The first espresso machine is thought to have been created by Angelo Moriondo in Turin, Italy. He was granted a patent for his steam powered coffee making machine in 1884.

However, arguably the biggest early contributor was a businessman named Luigi Bezzera. In the early 1900s, Luigi Bezzera invented a single-shot espresso maker while seeking a way to quickly brew coffee.

Luigi’s machine featured many elements that can still be seen on the espresso machines we use today.

It was based on Moriondo’s earlier model but his version used compressed steam and cold water mixed together to produce a single shot of espresso. This gave it the distinct crema that remains today as one of its defining characteristics.

Bezzera’s model became popular in Milanese cafes and soon inspired other inventors to make their own versions of the machine. One such inventor was Desiderio Pavoni who bought Bezzera’s patent in 1905. La Pavoni continues to make espresso machines to this day.
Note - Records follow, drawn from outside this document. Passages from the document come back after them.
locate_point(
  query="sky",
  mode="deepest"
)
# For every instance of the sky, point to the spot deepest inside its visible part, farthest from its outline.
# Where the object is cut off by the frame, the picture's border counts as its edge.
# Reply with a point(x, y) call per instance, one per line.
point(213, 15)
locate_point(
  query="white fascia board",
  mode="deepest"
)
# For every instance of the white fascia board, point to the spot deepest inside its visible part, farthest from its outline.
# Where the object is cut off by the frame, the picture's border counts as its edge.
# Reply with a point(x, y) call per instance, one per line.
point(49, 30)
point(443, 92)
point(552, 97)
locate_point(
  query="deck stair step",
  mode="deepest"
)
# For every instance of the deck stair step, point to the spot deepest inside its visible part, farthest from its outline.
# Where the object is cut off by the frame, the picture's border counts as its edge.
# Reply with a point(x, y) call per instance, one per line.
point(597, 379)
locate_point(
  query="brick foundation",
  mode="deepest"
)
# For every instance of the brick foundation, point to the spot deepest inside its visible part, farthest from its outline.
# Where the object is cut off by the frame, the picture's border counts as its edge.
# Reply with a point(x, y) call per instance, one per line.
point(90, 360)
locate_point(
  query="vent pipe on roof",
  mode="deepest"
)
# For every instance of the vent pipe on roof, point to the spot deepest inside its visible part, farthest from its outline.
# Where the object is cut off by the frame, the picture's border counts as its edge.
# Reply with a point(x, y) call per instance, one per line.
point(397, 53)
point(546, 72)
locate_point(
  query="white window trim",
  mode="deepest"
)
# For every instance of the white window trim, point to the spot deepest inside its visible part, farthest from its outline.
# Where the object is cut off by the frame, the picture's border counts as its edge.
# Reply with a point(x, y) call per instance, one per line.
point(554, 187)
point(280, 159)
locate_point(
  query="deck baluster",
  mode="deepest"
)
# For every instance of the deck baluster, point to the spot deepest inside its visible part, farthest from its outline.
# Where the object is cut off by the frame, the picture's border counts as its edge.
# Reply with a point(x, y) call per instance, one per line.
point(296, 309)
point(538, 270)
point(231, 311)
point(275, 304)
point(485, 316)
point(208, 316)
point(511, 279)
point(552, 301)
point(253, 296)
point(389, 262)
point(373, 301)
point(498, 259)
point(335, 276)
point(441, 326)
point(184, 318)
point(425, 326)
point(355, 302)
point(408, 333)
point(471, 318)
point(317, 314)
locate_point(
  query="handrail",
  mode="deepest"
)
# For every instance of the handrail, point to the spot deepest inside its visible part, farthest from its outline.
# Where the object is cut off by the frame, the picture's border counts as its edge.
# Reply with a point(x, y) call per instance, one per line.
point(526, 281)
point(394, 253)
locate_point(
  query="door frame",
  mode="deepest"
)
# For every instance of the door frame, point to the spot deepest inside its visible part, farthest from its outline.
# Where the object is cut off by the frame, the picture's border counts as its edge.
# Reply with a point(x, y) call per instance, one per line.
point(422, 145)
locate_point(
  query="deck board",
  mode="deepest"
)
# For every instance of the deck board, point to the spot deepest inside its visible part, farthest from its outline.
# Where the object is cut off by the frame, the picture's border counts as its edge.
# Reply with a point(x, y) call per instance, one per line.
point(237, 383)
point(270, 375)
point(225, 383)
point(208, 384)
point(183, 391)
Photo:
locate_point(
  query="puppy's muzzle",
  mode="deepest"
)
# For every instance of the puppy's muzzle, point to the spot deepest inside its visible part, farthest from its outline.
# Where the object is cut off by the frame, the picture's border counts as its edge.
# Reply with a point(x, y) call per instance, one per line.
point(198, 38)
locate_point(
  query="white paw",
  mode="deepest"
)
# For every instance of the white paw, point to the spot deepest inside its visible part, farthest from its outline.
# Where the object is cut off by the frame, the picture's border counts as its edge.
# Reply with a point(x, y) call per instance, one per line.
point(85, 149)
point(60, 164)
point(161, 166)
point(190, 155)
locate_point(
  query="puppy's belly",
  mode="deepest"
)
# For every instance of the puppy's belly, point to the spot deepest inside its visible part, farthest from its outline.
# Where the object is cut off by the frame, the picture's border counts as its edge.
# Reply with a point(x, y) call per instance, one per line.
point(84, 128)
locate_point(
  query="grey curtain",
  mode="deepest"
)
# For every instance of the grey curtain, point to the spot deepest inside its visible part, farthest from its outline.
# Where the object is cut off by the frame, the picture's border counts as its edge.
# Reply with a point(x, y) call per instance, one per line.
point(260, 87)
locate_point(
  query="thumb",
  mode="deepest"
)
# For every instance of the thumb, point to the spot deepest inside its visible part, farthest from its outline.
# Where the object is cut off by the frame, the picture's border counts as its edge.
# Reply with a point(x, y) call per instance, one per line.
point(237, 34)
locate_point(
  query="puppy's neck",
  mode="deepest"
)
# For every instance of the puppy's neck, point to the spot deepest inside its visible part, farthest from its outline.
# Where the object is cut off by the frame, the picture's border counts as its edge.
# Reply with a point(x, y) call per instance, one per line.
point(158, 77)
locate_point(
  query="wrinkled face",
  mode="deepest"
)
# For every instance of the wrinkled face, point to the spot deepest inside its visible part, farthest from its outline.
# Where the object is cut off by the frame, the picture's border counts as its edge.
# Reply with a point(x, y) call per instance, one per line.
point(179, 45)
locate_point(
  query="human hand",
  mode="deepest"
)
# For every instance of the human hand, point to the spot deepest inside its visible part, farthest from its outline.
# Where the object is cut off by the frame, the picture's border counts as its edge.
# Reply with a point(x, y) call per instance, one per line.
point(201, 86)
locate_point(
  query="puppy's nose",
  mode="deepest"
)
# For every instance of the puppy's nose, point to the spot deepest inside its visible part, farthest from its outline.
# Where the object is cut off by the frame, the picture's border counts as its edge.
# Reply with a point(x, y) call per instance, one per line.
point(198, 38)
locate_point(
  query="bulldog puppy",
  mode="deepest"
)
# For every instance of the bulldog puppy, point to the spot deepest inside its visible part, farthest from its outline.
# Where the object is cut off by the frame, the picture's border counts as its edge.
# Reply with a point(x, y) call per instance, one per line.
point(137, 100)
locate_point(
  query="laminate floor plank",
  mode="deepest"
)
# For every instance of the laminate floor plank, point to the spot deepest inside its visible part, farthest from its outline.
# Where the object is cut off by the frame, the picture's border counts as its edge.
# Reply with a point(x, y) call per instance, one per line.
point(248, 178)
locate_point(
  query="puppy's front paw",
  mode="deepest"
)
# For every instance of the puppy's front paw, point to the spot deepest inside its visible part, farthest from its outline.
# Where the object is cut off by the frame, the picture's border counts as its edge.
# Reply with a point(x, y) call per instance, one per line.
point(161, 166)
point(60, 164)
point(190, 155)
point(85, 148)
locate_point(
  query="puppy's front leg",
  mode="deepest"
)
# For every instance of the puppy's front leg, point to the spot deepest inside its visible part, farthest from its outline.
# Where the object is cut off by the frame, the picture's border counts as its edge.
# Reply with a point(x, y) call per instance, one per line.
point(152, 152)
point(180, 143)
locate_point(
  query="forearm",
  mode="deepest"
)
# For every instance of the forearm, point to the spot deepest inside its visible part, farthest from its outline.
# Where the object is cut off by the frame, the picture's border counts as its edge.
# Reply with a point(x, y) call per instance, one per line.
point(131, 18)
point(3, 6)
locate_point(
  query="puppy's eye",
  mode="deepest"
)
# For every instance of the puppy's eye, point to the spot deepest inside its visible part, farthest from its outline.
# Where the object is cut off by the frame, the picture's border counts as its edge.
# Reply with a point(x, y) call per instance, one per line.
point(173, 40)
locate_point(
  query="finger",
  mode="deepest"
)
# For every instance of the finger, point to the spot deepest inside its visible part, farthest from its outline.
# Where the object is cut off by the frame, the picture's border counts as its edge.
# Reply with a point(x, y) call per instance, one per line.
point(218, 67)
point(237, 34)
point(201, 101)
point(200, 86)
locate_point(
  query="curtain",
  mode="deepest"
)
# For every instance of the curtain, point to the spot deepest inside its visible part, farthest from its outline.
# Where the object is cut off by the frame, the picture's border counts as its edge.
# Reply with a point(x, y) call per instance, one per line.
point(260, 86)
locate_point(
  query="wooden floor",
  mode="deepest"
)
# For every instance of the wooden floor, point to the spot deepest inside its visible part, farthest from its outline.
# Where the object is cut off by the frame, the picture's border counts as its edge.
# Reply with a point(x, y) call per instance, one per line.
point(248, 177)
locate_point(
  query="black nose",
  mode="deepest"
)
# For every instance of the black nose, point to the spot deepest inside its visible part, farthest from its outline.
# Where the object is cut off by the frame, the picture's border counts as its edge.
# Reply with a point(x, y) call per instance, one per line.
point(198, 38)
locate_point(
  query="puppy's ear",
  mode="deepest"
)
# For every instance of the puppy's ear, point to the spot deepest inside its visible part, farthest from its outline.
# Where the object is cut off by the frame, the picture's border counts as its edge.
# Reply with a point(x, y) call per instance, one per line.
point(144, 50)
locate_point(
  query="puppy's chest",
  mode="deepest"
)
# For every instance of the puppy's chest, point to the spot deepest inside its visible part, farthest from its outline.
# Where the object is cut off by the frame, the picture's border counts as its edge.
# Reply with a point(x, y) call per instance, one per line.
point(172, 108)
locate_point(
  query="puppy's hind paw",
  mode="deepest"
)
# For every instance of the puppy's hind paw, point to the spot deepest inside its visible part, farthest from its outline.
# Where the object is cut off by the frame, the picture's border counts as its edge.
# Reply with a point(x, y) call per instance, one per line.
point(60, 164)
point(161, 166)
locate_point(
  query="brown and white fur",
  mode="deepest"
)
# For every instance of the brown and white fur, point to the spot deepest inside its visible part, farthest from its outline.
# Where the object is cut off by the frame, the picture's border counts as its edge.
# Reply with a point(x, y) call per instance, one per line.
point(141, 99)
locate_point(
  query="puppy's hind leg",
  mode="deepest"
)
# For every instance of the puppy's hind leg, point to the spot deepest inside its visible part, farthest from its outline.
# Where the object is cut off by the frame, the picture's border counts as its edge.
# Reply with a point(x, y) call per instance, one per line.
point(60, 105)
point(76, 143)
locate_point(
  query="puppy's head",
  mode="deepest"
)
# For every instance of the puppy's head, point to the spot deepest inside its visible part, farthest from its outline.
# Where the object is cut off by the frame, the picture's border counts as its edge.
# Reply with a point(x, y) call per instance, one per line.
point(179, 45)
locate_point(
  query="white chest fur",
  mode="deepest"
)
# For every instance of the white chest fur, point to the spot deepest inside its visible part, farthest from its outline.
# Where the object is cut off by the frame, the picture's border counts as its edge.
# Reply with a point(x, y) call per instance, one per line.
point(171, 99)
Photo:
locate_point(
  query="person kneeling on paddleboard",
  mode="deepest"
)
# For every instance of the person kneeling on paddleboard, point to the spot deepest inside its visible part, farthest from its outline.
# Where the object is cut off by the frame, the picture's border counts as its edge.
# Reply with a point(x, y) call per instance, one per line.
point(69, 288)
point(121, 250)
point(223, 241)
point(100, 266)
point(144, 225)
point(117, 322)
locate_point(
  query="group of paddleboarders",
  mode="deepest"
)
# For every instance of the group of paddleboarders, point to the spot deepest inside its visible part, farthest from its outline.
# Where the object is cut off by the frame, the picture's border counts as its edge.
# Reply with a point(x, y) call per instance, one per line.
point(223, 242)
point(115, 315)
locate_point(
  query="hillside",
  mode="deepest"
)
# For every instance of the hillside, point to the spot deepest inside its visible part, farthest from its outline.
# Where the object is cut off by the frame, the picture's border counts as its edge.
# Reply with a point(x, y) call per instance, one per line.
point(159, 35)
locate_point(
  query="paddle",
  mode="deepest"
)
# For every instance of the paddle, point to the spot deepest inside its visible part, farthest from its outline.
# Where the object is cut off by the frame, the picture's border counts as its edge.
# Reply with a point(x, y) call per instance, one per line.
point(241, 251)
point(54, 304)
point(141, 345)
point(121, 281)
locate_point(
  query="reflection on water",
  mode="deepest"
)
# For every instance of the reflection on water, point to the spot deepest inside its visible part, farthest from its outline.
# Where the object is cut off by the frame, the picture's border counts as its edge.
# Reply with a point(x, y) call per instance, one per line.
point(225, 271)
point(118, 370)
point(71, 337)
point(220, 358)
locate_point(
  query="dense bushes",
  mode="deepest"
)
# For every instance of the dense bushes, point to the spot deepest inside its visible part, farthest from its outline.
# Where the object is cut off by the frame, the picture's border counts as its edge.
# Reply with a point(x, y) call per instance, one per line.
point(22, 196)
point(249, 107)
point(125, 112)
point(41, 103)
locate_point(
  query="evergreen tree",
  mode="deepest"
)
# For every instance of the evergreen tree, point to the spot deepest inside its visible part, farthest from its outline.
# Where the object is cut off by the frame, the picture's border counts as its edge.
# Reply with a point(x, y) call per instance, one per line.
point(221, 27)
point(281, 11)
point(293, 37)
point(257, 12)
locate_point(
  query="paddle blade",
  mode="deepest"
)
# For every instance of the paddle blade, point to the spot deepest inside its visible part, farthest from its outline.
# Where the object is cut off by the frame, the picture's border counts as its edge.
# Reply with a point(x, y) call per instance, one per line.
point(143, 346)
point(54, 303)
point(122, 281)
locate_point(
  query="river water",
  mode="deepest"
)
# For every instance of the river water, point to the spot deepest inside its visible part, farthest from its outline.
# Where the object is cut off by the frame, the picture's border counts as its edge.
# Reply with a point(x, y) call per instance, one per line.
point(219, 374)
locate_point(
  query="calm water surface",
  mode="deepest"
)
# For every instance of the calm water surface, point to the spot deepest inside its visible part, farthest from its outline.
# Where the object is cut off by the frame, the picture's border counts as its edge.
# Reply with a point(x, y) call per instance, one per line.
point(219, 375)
RELATED: The Best Espresso Cups

Espresso beans vs. regular coffee beans

In general, brew methods with a fast extraction time, like espresso, work best with a darker roast. In contrast, lighter roasted beans are preferred for slower brewing methods, like pour over or filter.

Espresso coffee beans tend to be roasted for a longer time at a higher temperature. This is what gives espresso its deeper roast and bolder flavours.

The roasting process allows the fats and oils within the coffee bean to break down. The roasting process also causes the sugars within the bean to caramelize, giving the bean its distinctive flavour.

Coffee beans for espresso tend to have more chocolate or caramel accents, whereas normal coffee beans will have more fruity or citrusy accents.

How to make the perfect espresso shot

Grind Size

The grind size should be fine enough to allow for a 20-25 second extraction time.

If your espresso has an extraction time of under 20 seconds, then your grind is probably too fine.

Conversely, if it takes over 30 seconds to pull your shot, then you may need to make your grinds finer.

Tamping Pressure

Once you’ve found the right grind size, then you’ll want to make sure that you are tamping with consistent pressure.

This ensures that you will not have any channels in your puck which leads to uneven extraction.

Water Temperature

Your water temperature should be between 90 and 96 degrees Celcius at the group head.

At a hotter temperature you may end up with more extracted coffee but it may taste burnt and bitter.

Cooler temperatures, on the other hand, extract coffee at a slower rate and potentially lead to under-extraction and less flavourful espresso.